'S'all awful, innit?
Kicking a team when they're down is so passé. The English specialise in bringing their team down when they're up

England may be shaping up nicely, but what about when the angel in charge of fashion crimes (Sunglasses Division) gets on their case, eh? • Getty Images
Batsmen will say they are "due a big score". By the same rationale, England supporters will imagine their form players are "due a failure" if all is going too well. Note my use of the phrase "too well" in that last sentence. Only an Englishman could have written that without a moment's thought. That good things don't last is a concept that is built into my character.

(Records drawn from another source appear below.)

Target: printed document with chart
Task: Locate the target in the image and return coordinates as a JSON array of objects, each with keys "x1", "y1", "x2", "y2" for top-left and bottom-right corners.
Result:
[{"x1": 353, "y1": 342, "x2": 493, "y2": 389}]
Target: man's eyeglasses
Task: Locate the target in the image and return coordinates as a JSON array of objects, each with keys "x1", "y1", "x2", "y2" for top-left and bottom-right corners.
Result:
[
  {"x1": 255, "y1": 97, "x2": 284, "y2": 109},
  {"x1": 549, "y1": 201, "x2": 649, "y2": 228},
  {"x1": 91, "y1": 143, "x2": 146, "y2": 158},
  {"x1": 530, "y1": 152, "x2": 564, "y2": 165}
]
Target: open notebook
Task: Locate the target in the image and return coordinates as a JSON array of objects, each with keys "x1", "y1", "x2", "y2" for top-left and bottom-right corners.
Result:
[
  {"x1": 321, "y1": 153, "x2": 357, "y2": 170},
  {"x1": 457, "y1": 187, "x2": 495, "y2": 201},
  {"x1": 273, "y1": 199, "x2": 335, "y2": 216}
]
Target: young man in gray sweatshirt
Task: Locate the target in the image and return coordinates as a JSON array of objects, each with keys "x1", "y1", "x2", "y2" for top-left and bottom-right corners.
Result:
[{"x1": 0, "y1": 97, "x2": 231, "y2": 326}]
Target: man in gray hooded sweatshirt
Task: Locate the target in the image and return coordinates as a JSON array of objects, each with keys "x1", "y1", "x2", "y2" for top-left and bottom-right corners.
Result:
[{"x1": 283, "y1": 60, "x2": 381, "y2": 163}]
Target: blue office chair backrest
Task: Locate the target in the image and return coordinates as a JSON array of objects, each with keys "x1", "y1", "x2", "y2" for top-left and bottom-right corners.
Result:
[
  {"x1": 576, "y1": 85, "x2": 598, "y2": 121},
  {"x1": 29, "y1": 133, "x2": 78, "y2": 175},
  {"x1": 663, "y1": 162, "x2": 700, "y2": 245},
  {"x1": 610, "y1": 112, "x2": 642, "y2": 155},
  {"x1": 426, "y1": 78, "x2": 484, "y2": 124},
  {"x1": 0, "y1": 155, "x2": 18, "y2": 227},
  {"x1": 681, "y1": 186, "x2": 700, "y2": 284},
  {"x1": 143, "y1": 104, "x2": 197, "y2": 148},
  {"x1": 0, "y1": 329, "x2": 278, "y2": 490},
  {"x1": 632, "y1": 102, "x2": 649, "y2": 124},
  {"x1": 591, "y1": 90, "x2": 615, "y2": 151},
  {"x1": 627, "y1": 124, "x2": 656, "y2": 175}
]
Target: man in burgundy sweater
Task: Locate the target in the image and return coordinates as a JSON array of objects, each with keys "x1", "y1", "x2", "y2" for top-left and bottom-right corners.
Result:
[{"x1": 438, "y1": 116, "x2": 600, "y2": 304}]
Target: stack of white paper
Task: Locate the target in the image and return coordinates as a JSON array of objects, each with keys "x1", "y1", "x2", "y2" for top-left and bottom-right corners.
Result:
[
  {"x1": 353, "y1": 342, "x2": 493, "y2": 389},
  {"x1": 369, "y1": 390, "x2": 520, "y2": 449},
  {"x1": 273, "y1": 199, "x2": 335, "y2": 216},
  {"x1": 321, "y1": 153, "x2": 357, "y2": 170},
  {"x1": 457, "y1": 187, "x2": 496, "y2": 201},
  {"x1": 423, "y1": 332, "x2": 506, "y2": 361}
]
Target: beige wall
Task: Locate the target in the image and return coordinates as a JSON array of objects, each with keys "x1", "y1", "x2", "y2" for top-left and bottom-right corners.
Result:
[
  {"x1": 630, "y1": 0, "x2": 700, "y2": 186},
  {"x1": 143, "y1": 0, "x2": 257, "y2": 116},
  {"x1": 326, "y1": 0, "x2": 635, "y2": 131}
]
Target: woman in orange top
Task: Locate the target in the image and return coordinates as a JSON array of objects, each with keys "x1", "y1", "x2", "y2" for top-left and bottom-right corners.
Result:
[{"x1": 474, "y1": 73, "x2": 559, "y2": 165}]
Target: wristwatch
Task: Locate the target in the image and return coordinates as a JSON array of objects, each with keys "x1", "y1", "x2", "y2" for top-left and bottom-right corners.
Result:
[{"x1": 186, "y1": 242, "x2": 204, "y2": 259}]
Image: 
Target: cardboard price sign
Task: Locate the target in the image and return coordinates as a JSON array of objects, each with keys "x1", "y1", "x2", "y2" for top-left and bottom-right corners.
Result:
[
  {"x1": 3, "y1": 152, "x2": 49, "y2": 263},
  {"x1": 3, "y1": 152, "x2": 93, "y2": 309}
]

The glass half-full perspective on wicketkeepers is that there's always one thing that they can get right, be it in front of or behind the stumps. The English attitude is that unless you're excelling at both batting and keeping pretty much constantly, your place is under threat from whoever last made a hundred in the second division of the County Championship. Wicketkeepers and allrounders don't have two strings to their bow, they are twice as likely to fail.
Think of No. 1 Test teams over the years and the majority have had four bowlers. The great West Indies sides, the Australia teams of recent vintage, and even India, who currently top the rankings. England currently have four bowlers and an entire middle order of part-timers. To the English this is a catastrophe waiting to happen. What if someone pulls a hamstring? Always expect the worst.
Thanks to skill, maturity and Hawk-Eye, Graeme Swann has 113 Test wickets at 26.55. This is unprecedented for a conventional finger-spinner and therefore cannot last. What Gareth Batty and Richard Dawson did gives us a better idea of Swann's future performance than anything he himself has done. If Swann goes to pieces, England will have to resort to Monty Panesar. Panesar is not first reserve because Swann has been bowling well. He is first reserve because he was dropped and is therefore a failure.
Australians, you will never match the English at criticising your own team. We can defeat our boys before they've even strapped on their pads. We basically see professional cricket as being a film script written for other nations. If England declare for 600 without loss and then dismiss the opposition for under a hundred, we don't anticipate a crushing win, we see the potential for the most embarrassing loss in cricket history. That is our very first thought, I kid you not. You can't fake pessimism like that. It's in your blood.